As one example, we have conducted and encouraged our clients to consider statistical analysis of production data.  Tracking the standard deviation of daily production over time can reveal some very interesting trends.  These results will also correlate with the OEE factors.  Where the standard deviation is low, the increase in production is reflected in other metrics as well including financial performance.

A final note

Lastly, OEE is a tool that should be used to drive improvements.  As such, the goal or target is forever changing whether in small or large increments.  Another SPC solution for OEE that may be a little easier to understand and execute is as follows:

  1. System – Define and establish an effective system for collecting, analyzing, and reporting OEE data – preferably in real time at the source.
  2. Process – Understand and establish where and how OEE data will actually be collected in your processes and how it will be used to make improvements.
  3. Control– Establish effective methods to control both systems and processes to assure OEE is and remains a truly integrated metric for your operations.
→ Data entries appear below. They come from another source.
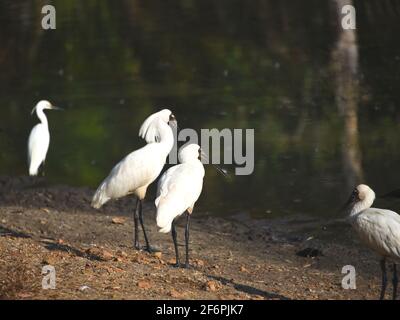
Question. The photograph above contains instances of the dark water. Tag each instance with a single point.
(325, 104)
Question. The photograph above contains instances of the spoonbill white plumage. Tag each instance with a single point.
(134, 173)
(39, 138)
(178, 190)
(379, 229)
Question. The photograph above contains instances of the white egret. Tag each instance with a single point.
(134, 173)
(39, 138)
(178, 190)
(379, 229)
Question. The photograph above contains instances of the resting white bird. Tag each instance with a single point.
(134, 173)
(178, 190)
(379, 229)
(39, 138)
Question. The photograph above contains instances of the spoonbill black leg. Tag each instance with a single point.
(148, 248)
(395, 281)
(173, 232)
(136, 222)
(384, 278)
(187, 239)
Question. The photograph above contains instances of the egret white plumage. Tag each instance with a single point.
(178, 190)
(39, 138)
(134, 173)
(379, 229)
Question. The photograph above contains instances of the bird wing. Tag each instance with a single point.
(38, 144)
(380, 230)
(138, 169)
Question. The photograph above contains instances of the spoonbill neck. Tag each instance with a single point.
(42, 117)
(166, 137)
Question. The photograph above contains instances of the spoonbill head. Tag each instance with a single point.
(379, 229)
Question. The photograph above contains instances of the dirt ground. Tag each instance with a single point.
(91, 251)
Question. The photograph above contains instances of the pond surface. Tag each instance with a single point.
(324, 103)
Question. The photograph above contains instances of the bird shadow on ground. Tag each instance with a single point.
(248, 289)
(51, 246)
(66, 248)
(12, 233)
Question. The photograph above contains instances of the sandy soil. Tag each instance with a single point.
(237, 258)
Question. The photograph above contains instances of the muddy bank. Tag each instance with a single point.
(296, 258)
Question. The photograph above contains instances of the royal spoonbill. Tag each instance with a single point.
(379, 229)
(177, 192)
(39, 138)
(134, 173)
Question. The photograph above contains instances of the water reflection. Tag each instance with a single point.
(281, 68)
(345, 66)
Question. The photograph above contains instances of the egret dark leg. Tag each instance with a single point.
(384, 278)
(148, 248)
(395, 281)
(41, 169)
(187, 239)
(173, 232)
(136, 221)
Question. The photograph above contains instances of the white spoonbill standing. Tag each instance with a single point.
(39, 138)
(134, 173)
(379, 229)
(178, 190)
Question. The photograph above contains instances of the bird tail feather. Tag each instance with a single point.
(100, 197)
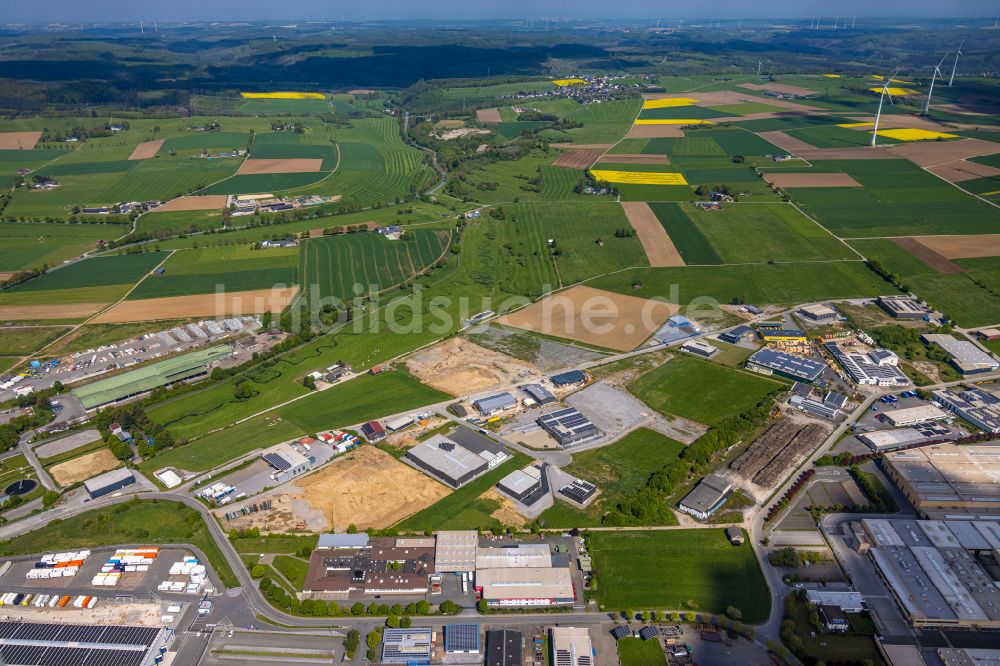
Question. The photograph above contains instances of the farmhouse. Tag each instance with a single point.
(878, 367)
(965, 356)
(135, 383)
(978, 407)
(902, 307)
(453, 463)
(770, 362)
(495, 404)
(569, 427)
(707, 497)
(525, 586)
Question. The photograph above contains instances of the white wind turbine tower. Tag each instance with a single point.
(955, 66)
(878, 115)
(930, 92)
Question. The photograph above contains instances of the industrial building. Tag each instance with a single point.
(30, 643)
(514, 557)
(495, 404)
(286, 461)
(699, 348)
(457, 551)
(879, 367)
(978, 407)
(900, 418)
(504, 647)
(735, 335)
(109, 482)
(571, 646)
(946, 480)
(135, 383)
(383, 566)
(569, 427)
(541, 395)
(902, 307)
(966, 357)
(410, 646)
(888, 440)
(525, 586)
(819, 314)
(933, 570)
(770, 362)
(525, 485)
(706, 498)
(461, 639)
(453, 463)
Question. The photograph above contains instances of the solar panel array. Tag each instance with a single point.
(277, 462)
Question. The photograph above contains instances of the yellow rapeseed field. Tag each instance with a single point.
(639, 177)
(673, 121)
(911, 134)
(898, 92)
(283, 95)
(668, 103)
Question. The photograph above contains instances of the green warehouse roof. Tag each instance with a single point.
(149, 377)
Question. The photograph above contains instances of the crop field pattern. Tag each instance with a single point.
(338, 264)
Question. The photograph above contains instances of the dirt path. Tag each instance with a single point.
(656, 243)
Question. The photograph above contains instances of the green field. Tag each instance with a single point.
(619, 470)
(701, 390)
(95, 272)
(689, 240)
(233, 268)
(464, 509)
(337, 265)
(150, 522)
(637, 652)
(754, 283)
(678, 570)
(898, 198)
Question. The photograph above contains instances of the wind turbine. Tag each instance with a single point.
(955, 66)
(885, 91)
(937, 73)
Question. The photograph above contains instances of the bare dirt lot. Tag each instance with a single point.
(782, 88)
(202, 305)
(656, 243)
(19, 140)
(369, 488)
(594, 317)
(655, 132)
(791, 180)
(928, 153)
(632, 158)
(186, 203)
(938, 262)
(962, 247)
(961, 170)
(146, 150)
(84, 467)
(488, 115)
(297, 165)
(577, 159)
(74, 311)
(461, 367)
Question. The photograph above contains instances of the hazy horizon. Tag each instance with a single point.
(103, 11)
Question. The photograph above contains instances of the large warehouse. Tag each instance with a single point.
(525, 586)
(31, 643)
(156, 375)
(932, 569)
(946, 480)
(452, 462)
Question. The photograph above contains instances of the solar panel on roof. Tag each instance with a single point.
(277, 462)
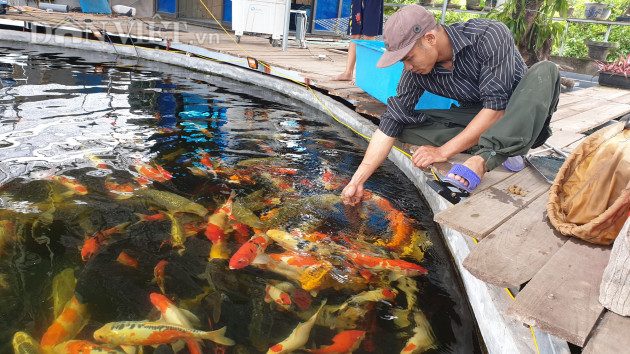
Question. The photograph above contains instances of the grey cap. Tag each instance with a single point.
(402, 30)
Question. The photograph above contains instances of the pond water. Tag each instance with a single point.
(122, 178)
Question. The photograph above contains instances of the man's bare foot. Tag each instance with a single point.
(477, 164)
(343, 77)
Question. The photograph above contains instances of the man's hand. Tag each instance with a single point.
(426, 155)
(352, 194)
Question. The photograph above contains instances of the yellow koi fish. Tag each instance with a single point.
(151, 333)
(298, 338)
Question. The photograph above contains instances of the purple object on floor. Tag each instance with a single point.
(514, 163)
(465, 172)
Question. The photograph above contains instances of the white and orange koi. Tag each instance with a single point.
(249, 251)
(423, 338)
(72, 184)
(25, 344)
(83, 347)
(152, 333)
(173, 314)
(217, 228)
(273, 294)
(384, 264)
(298, 338)
(67, 325)
(344, 342)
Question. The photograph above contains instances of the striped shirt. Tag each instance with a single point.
(486, 69)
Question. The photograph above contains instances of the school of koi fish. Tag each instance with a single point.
(267, 231)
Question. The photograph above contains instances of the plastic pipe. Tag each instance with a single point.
(54, 7)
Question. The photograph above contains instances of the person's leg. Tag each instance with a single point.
(527, 116)
(347, 75)
(525, 123)
(355, 29)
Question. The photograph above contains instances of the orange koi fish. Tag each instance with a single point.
(298, 338)
(343, 342)
(173, 314)
(248, 251)
(152, 333)
(25, 344)
(383, 264)
(125, 259)
(67, 325)
(92, 244)
(216, 229)
(83, 347)
(72, 184)
(159, 275)
(273, 294)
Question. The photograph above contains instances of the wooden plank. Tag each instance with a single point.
(592, 118)
(562, 298)
(483, 212)
(610, 335)
(513, 253)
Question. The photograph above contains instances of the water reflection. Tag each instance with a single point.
(124, 178)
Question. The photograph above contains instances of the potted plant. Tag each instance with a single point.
(615, 74)
(597, 10)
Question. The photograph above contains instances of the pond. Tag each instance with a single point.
(137, 191)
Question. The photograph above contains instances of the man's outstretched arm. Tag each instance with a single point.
(376, 153)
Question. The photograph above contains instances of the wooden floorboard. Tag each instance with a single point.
(562, 298)
(610, 336)
(513, 253)
(480, 214)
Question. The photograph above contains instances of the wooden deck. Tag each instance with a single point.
(558, 277)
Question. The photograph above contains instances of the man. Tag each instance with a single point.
(504, 108)
(366, 18)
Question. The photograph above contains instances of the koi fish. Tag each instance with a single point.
(423, 337)
(177, 232)
(62, 289)
(72, 184)
(67, 325)
(123, 191)
(273, 294)
(92, 244)
(151, 333)
(343, 342)
(158, 174)
(159, 275)
(25, 344)
(371, 296)
(125, 259)
(295, 243)
(248, 251)
(153, 217)
(383, 264)
(7, 233)
(216, 229)
(97, 162)
(298, 338)
(83, 347)
(173, 314)
(172, 202)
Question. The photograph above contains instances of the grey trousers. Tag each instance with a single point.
(524, 125)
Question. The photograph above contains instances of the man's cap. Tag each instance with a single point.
(402, 30)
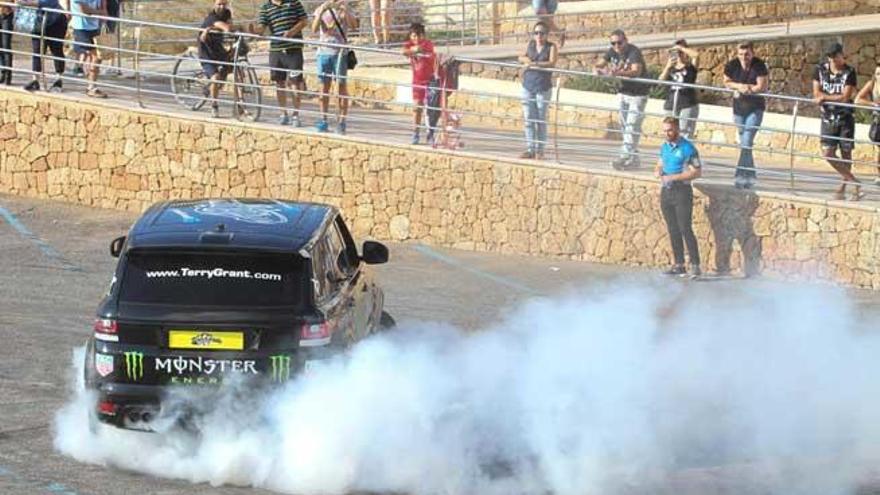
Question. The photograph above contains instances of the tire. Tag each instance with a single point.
(386, 322)
(188, 83)
(251, 94)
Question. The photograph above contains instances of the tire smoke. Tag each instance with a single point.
(623, 391)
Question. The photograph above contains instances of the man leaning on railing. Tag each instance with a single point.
(747, 75)
(625, 60)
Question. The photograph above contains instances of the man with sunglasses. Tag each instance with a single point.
(834, 81)
(626, 61)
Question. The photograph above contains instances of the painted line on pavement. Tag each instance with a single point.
(498, 279)
(44, 246)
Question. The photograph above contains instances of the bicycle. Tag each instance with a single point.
(191, 88)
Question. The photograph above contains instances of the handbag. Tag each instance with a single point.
(350, 57)
(28, 20)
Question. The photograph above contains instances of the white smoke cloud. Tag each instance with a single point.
(765, 390)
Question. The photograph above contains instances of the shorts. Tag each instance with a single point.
(420, 92)
(216, 68)
(286, 65)
(84, 40)
(549, 6)
(332, 66)
(838, 132)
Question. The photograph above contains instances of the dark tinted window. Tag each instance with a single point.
(215, 279)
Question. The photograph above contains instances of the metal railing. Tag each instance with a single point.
(148, 92)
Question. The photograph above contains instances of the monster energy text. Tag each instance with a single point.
(280, 367)
(134, 365)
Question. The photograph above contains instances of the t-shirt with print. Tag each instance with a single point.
(423, 62)
(279, 19)
(835, 84)
(624, 61)
(687, 97)
(747, 104)
(212, 48)
(81, 22)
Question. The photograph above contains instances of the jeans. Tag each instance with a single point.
(631, 114)
(687, 120)
(677, 205)
(535, 114)
(747, 128)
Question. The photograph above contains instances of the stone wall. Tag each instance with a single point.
(582, 24)
(106, 156)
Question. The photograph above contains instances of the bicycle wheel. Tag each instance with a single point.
(251, 94)
(189, 85)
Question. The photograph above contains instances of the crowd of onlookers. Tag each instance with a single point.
(745, 75)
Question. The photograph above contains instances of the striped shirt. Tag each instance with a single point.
(280, 18)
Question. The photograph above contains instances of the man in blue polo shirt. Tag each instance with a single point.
(678, 165)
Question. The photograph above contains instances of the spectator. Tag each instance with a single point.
(678, 165)
(540, 54)
(7, 24)
(834, 81)
(682, 68)
(545, 9)
(285, 19)
(625, 60)
(746, 75)
(56, 31)
(332, 18)
(380, 16)
(421, 54)
(85, 30)
(214, 57)
(870, 95)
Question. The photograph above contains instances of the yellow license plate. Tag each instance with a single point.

We strongly recommend and support “at the source” thinking strategy.  Quite simply, we prefer points of control that are as close to their source as possible whether it be data, measurement, or product related.  Quality “at the source” (at the machine in real time) is much easier to manage than final inspection on the dock (hours or even days later).  Similarly, OEE managed in real time, at the process or machine, will serve the people and the company with greater control.